Le comité spécial de l’Assemblée nationale enquêtant sur la vente et la cession d’actifs identifiés par la Commission Janneh a entendu, lundi, un témoignage révélant des lacunes dans l’administration de la commission, lorsque son ancienne secrétaire, Mme Ramatoulie Sarr, a reconnu avoir rendu compte au ministère de la Justice au lieu de la direction de la commission.

Mme Sarr, qui a rejoint la commission en 2017 sur instruction de l’ancien procureur général Abubacarr Tambadou, a déclaré aux députés qu’elle n’avait reçu aucune lettre de nomination officielle au départ. Elle a ensuite reçu une lettre datée du 9 juillet 2018 du solliciteur général la nommant secrétaire adjointe, mais elle a insisté sur le fait que ses fonctions restaient largement administratives.

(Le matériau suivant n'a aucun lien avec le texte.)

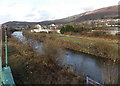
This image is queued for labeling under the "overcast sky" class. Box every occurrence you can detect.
[0,0,119,24]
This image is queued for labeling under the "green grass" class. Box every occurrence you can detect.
[8,38,85,85]
[25,33,119,60]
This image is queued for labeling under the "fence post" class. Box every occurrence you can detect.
[86,76,88,86]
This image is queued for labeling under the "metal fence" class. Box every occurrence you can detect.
[86,76,104,86]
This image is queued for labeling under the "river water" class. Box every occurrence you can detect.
[12,31,118,83]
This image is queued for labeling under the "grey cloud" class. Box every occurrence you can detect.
[24,14,35,17]
[83,7,94,11]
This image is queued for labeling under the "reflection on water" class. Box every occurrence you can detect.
[12,31,118,83]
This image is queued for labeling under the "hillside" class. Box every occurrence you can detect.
[5,5,118,25]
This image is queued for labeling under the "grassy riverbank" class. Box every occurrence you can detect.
[24,32,119,61]
[8,38,85,84]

« Mon rôle à la commission se limitait aux fonctions administratives, principalement au traitement des paiements des commissaires et du personnel », a-t-elle témoigné, ajoutant qu’elle continuait à travailler depuis le ministère de la Justice et ne se rendait à la commission que lorsque des paiements devaient être effectués.

Le comité l’a pressée de dire si elle suppléait réellement le secrétaire de la commission alors qu’elle ne recevait pas d’instructions de sa part. Mme Sarr a admis qu’à part faciliter les paiements par le biais du Système intégré de gestion des finances publiques (IFMIS), elle n’était pas impliquée dans les travaux quotidiens de l’enquête.

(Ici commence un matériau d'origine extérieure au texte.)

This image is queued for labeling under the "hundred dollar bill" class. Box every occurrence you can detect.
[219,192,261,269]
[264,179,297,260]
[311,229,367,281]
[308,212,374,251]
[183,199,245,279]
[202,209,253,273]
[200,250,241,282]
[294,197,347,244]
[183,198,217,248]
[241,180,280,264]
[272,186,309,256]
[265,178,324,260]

Elle a en outre confirmé qu’entre juillet 2018 et mars 2019, la commission fonctionnait sans secrétaire titulaire, ce qui l’a amenée à diriger le secrétariat sans avoir été officiellement investie par le Président.

Le conseiller principal a souligné l’irrégularité de sa position, notant qu’elle percevait un honoraire de la commission tout en poursuivant ses fonctions de secrétaire permanente adjointe au ministère de la Justice. Mme Sarr a défendu cet arrangement, affirmant qu’elle « remplissait en partie les fonctions de la commission, en particulier pour les paiements ».

Son témoignage a renforcé les inquiétudes exprimées précédemment sur la manière dont la Commission Janneh était dotée en personnel, révélant une frontière floue entre le ministère de la Justice et le secrétariat de la commission.

Les révélations de Mme Sarr ont mis en évidence l’absence de procédures claires dans la nomination et la définition des rôles au sein de la Commission Janneh, soulevant des questions sur son intégrité administrative durant l’une des enquêtes nationales les plus sensibles du pays.